› Por Javier Aduriz
La del ’20 fue una década explosiva para la poesía de nuestro país. Empieza con las muestras finales y tal vez más maduras del modernismo, y acaba pulsando el corazón del siglo, al configurar una matriz de largo alcance donde la creación de hoy se reconoce todavía. Digo: no hubo ruptura mayor que la de esos años, aunque a la luz de lo ocurrido más tarde, exhiba matices algo escenográficos e, incluso, adolescentes.
En cuanto a los textos, me encanta que del cubilete del capricho haya surgido un poema de Alfonsina Storni para encabezar la serie. A mi juicio, ella comparte con Lugones, Carriego y Banchs la nómina fundadora de la poesía argentina moderna.

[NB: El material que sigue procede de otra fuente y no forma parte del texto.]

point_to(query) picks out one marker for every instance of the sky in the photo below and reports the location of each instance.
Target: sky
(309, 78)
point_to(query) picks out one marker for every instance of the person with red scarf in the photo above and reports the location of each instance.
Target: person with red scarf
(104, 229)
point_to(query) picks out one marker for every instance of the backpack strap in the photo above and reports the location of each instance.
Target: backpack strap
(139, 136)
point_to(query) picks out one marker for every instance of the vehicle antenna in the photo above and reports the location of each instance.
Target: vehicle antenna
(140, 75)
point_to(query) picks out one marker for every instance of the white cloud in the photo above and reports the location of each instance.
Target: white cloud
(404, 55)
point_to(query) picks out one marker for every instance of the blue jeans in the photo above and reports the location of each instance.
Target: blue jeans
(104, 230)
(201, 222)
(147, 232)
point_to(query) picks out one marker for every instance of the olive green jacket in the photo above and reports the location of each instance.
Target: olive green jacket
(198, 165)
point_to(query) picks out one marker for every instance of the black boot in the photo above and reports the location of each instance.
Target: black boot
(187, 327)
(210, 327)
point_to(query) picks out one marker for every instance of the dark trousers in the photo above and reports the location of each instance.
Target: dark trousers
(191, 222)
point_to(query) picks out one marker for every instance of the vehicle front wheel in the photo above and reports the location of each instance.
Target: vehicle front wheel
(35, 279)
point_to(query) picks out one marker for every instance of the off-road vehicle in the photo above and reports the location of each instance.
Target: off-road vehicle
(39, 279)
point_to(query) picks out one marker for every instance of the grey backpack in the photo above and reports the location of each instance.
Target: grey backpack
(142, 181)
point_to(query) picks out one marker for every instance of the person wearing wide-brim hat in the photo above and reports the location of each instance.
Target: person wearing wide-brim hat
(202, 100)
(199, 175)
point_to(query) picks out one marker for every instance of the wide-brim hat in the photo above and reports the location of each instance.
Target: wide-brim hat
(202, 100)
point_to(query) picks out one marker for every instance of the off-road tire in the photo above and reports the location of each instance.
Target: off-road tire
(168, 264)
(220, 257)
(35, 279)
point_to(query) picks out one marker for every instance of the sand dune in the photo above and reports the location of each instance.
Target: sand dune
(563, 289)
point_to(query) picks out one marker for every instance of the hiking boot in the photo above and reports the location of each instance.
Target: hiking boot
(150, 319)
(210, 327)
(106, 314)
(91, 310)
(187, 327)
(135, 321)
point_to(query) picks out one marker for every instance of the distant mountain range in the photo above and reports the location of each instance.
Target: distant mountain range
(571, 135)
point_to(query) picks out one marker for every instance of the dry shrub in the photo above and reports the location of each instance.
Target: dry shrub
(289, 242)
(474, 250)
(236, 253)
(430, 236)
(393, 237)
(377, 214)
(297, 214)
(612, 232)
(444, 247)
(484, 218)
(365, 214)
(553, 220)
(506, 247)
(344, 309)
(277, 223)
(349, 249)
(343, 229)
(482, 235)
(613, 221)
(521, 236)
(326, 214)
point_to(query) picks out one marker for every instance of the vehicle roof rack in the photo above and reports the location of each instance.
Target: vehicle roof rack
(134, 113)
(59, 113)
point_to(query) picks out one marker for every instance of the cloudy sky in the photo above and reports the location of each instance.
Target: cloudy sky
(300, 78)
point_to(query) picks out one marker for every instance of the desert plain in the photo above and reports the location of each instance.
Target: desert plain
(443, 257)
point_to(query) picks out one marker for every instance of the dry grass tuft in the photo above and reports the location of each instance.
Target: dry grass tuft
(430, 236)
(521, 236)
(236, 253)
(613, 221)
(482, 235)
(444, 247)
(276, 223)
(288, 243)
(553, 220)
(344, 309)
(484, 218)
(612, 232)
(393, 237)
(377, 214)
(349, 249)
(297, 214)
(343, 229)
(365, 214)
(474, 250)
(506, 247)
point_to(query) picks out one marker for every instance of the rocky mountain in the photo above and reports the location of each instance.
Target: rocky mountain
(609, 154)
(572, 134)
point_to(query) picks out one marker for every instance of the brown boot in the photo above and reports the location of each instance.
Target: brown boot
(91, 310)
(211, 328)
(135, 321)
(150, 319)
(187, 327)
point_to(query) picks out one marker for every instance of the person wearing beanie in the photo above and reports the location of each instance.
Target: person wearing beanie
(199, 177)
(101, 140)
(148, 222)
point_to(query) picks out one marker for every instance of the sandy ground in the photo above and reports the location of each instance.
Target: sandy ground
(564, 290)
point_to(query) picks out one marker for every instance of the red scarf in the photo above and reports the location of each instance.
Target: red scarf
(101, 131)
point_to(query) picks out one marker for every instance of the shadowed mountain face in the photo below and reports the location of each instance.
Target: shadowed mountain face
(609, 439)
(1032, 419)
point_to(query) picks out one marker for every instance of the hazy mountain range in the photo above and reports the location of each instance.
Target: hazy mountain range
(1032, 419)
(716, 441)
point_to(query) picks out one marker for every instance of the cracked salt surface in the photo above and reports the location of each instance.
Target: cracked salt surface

Me vuela la cabeza pensar en los tangos como una sólida expresión del imaginario colectivo argentino. La masa de un habla que continúa con toda lógica el fin de la gauchesca para renacer en la voz del proletario urbano y contar en código simbólico la historia de nuestra historia. En estos términos, la mujer de sus letras representa siempre el país, una tierra que se fue con otro, y nos deja amasijados sobre un anhelo deshecho. Creo que el tango nos afecta no tanto por el avatar de superficie, sino porque nos lleva a la zona de la herida visceral, propiamente argentina. Y “Mano a mano”, de Celedonio Flores, me enorgullece de manera particular. Lo sigue cantando Gardel, cada día mejor.